Allongé nue sur la terrasse carrelée, le soleil m’écrase depuis des heures…
Les yeux plissés par le vent qui se lève, il me regarde. Je le vois sous mes lunettes noires. Je ne bouge pas. Dans son regard, des dizaines de refrains, les couleurs chantonnent, je pourrais le jurer. Je ne les connais pas mais je les entends…
Chanter avec lui la mélodie d’un éternel été.
Le temps se fige. Frissons.
Son regard s’étire alors, fond sur moi comme un rapace effronté et gourmand.
Ses paupières s’écartent légèrement et je devine la flèche qu’il darde, promène de ma nuque à mes reins, de mon intimité à mes seins… Impudiques. Danse silencieuse des doigts promenés en songe, du bout des cils… Je lève mes yeux pour tenter de capturer et de fixer dans ma mémoire ce long trait bleu, l’immensité océan de son désir. Un instant volé… je sais bien pourtant que rien de lui ne peut être gardé à jamais. Seuls les souvenirs demeurent liés, enchaînés aux intentions dévoilées, enfin avouées, jamais reniées.
Bâillonnée d’attente, je sens courir la brise excitée sur mes joues, mes cuisses brûlantes.
Lui avance enfin, esquisse un geste, à fleur de peau, ma peau qui l’aimante, sa peau, mon amante…
Il pointe un doigt inquisiteur entre mes seins, là où la chair est lumière, perlée de sueur.
Je lève mon visage vers lui, j’adore le provoquer d’un petit rictus de mes lèvres rieuses, je fais mine de le repousser mais un grognement félin m’intime la patience. Ayant volé un peu de ce bleu avide à son regard, je l’emporte et me réfugie sous mes paupières, offerte. Du bout des doigts, il me dessine, il me caresse. La corolle de mes désirs se déploie lentement.
L’instant se prend, se répand, s’apprend.
Le silence a des couleurs infinies qu’il ne faut pas mélanger. Ne pas bouger. Pas encore…
La musique semble sourdre des pores mêmes de sa peau à lui… sea, sex and sun, il me l’a déjà murmuré, c’était l’hiver pourtant.
Chaleur, effluves, douceur électrique. Les yeux clos, je sens son ombre se profiler et refroidir furtivement mes courbes alanguies, je le situe, je l’attends. Ses mains se sont perdues, mes reins se soulèvent à leur rencontre. Envie de crier mon manque, lui dire combien j’ai envie, besoin d’être investie de son amour, pleinement, totalement. L’entend-il, le sait-il ?

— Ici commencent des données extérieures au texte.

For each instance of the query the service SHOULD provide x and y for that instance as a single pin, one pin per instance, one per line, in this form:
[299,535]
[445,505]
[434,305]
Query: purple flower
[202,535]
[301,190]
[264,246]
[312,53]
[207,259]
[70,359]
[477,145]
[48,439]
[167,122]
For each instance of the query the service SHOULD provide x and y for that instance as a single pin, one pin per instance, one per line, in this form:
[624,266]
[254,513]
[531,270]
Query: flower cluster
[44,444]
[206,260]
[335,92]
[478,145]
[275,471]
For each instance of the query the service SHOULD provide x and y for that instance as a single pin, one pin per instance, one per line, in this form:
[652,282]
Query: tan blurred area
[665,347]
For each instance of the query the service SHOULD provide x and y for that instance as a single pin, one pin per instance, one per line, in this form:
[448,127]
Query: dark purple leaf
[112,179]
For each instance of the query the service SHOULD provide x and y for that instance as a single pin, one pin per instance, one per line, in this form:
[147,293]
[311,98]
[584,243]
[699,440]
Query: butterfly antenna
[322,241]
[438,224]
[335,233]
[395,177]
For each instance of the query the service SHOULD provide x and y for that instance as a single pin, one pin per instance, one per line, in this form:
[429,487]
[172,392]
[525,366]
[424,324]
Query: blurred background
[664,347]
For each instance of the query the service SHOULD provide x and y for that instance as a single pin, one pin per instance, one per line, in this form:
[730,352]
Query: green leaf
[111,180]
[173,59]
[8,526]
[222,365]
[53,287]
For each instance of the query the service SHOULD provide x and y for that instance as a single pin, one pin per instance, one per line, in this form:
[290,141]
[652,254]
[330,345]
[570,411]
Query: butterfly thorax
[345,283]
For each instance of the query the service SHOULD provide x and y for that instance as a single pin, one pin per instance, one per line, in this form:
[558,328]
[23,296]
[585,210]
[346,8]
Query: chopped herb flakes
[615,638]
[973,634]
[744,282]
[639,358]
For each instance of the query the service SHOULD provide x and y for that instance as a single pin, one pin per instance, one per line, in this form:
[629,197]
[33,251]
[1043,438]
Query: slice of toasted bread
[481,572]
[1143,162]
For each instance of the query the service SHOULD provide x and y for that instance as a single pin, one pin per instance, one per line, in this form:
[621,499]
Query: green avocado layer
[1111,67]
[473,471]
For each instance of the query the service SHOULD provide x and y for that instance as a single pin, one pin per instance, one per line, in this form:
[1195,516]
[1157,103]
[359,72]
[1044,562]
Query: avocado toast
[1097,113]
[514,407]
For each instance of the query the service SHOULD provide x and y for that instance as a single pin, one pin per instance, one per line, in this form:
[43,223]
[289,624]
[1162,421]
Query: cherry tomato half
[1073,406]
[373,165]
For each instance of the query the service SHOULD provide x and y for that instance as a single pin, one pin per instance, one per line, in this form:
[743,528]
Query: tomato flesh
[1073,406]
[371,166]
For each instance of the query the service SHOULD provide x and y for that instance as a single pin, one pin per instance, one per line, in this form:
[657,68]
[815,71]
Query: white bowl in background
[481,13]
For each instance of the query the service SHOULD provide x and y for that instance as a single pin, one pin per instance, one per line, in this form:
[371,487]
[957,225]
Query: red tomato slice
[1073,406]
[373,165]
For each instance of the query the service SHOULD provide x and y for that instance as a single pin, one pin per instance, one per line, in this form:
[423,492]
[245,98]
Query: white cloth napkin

Froissements d’étoffes. Son corps chaud comme un fruit des cimes glisse au sol près du mien, sa bouche m’offre la plus subtile des sarabandes. Mes tempes cognent au rythme de nos cœurs qui s’invitent au diapason. J’ai peur de le voir et de laisser s’échapper ce bleu précieux, de le rendre à l’azur qui nous surplombe, aux souvenirs déjà.
Saccades bourdonnantes, ses doigts ne cherchent plus, ils accompagnent les mouvements lascifs de mon bassin. J’explose, je rugis, j’exulte…  Je me révolte. Le présent va-t-il déjà passer comme une saison ? Le soleil éclate dans mes yeux, je me redresse, élastique, je le surplombe.
Tremblante du feu qui me consume, de l’or qui semble couler dans mes veines, je le renverse sans peine au premier mouvement. Je l’ai retrouvé, il est à moi, peu importe la saison ou la musique, nos mots n’ont pas de voix.
Indécent et beau comme un dieu offert à la morsure de l’astre du jour, je le recouvre, consentant, de ma tendresse fébrile. Peaux qui se collent, moiteurs fruitées défendues, goût salé des baisers les plus osés… 

Il a saisi mes hanches, envahi mon ventre qui ronronne sous ses assauts indomptés et puissants, toujours plus loin. La Grande Bleue capricieuse, soumise au vent qui la malmène, nous accompagne de son ressac complice. Je la vois par-dessus son épaule, scintillante sous le soleil qui y plongera bientôt. Lorsqu’il s’effondre, lumineux, sur mon corps déjà repu, nous n’avons toujours pas dit un mot.
Combien de temps sommes-nous restés ainsi… ?
Jusqu’à ce que les étoiles s’allument et le froid nous dérobe. Sur la Grande Toile, nos silences en avaient accroché une nouvelle.

Cara Mia

Posté par Cara Mia à 00:08 - En eaux profondes - Commentaires [36] - Rétroliens [0] - Permalien [#]

02 juillet 2008

Evanessance

Flying_Angel_by_ahermin

"Même pour le simple envol d'un papillon tout le ciel est nécessaire."
(Paul Claudel)

Il ignorait sans doute qu’elle était comme ces papillons blancs aux larges ailes poudrées qui aiment évoluer avec grâce mais aussi se laisser prendre dans un filet de mots, aérienne prison… 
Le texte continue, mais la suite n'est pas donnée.